First, let’s acknowledge that with markets performing so well over the past year, a pullback was inevitable. Last year was impressively strong, with the S&P 500 up 31.5% (including dividends) for the full year 2019, and very little in the way of intra-year declines. The worst pullback in 2019 was a drop of 6.8% from the May 3rd peak, and it took 23 business days to occur. That compares to today’s pullback, which is now 10.6% (as of this writing) below the February 19th peak (in only 4.5 days). However, it’s important to note that markets have a long track record of becoming volatile – for one reason or another – and testing investors’ resolve. To put those numbers into perspective, the average intra-year drop is approximately 14% - and most of those years finish positive for the full year (see Figure 1).
FIGURE 1:
Secondly, let’s assess the current outbreak. While we would never downplay the human suffering element of this story, we believe it is key for investors to maintain appropriate perspective, and to that extent, we feel there are two worthy statistics which aren’t receiving as much attention: 1) the fatality rate is much smaller than comparable outbreaks, and 2) total active cases have been declining for 10 days. According to the World Economic Forum, the fatality rate of the coronavirus is about 2%, which compares to 10% for SARS (2003) and approximately 35% for MERS (2012-2013). Additionally, news outlets continue to update the number of people who have been infected (82,588 as of this writing), which is a cumulative statistic that will never go lower. We believe it is more relevant to track the total number of active cases – which subtracts the number of resolved cases (both deaths and recoveries) – to give us better context on the number of people currently battling the virus. According to Worldometer, which aggregates statistics from health agencies across the world, eleven days ago (2/17/20) that figure peaked at 58,747, and it is now 21% lower (at 46,429 currently). It is also notable that while the coronavirus has infected what seems like a large number of people across the world, in the US alone during the 2019-2020 flu season there were at least 15 million flu illnesses, 140,000 hospitalizations and 8,200 deaths, according to the World Health Organization.
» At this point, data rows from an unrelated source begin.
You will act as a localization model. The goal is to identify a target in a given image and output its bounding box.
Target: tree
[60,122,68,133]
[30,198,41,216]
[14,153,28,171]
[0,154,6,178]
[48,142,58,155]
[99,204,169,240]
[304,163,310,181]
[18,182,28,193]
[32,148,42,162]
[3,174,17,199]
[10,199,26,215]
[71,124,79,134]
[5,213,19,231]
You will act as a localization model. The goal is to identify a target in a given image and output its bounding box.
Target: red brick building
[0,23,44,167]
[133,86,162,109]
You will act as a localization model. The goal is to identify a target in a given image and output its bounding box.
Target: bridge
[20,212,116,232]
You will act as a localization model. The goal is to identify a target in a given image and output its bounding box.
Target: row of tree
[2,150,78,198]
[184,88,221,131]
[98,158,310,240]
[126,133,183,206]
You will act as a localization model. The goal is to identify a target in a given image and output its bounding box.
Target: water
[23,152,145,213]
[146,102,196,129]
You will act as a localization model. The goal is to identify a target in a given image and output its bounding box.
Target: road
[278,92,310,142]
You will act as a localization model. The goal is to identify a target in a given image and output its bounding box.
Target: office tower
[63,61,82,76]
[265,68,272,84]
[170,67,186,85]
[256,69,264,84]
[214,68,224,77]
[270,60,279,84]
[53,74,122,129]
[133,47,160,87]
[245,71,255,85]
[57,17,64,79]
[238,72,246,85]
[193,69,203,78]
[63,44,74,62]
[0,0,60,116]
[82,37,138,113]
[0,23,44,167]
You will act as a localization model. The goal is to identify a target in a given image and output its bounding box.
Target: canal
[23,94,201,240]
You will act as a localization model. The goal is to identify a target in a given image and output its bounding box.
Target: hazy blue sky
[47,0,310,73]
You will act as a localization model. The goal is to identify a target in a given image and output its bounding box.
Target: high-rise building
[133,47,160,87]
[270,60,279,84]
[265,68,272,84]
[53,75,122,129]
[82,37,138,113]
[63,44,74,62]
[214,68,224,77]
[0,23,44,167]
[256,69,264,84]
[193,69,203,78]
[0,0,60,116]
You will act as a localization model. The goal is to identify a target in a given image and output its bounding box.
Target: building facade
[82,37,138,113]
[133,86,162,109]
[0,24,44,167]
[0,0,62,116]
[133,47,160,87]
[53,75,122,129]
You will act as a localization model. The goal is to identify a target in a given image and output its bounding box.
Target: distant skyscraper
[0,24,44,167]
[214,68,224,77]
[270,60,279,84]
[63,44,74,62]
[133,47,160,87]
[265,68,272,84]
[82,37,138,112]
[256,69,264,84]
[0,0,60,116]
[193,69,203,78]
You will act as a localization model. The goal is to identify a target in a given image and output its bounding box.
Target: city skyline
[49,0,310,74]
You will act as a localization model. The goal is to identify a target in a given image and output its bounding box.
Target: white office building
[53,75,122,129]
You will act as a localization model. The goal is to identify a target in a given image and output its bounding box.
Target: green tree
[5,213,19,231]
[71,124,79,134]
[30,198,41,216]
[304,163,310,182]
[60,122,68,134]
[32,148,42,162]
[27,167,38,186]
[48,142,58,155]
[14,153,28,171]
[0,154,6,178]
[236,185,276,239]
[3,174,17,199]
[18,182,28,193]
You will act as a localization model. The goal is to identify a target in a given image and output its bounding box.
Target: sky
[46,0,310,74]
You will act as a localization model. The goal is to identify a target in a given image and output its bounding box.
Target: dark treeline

Lastly, we remind investors that trying to time the market by selling stocks and “waiting until the dust settles” is a very difficult endeavor – one that usually results in missing the best-return days, which tend to cluster around the worst-return days (see Figure 2 below). While it is unclear when the coronavirus will be fully contained, we would note the following positives: 1) technology, medicine, and communications allow much faster and better coordinated mobilization efforts against outbreaks than ever before, 2) health scares rarely cause anything more than temporary market dislocations, 3) full-on recessions are usually caused by excessive Fed tightening or extreme valuations, and 4) the US consumer (the economic engine of the US) remains in good shape, which portends well for the US economy. Achieving financial goals is a long-term proposition. For that reason, we advise investors to filter out the short-term noise and focus on the long run, while taking advantage of opportunities to rebalance and harvest losses where appropriate for tax purposes. While it’s impossible to know for sure, we are inclined to believe that like those infections in the past, this too shall pass (see Figure 3 below).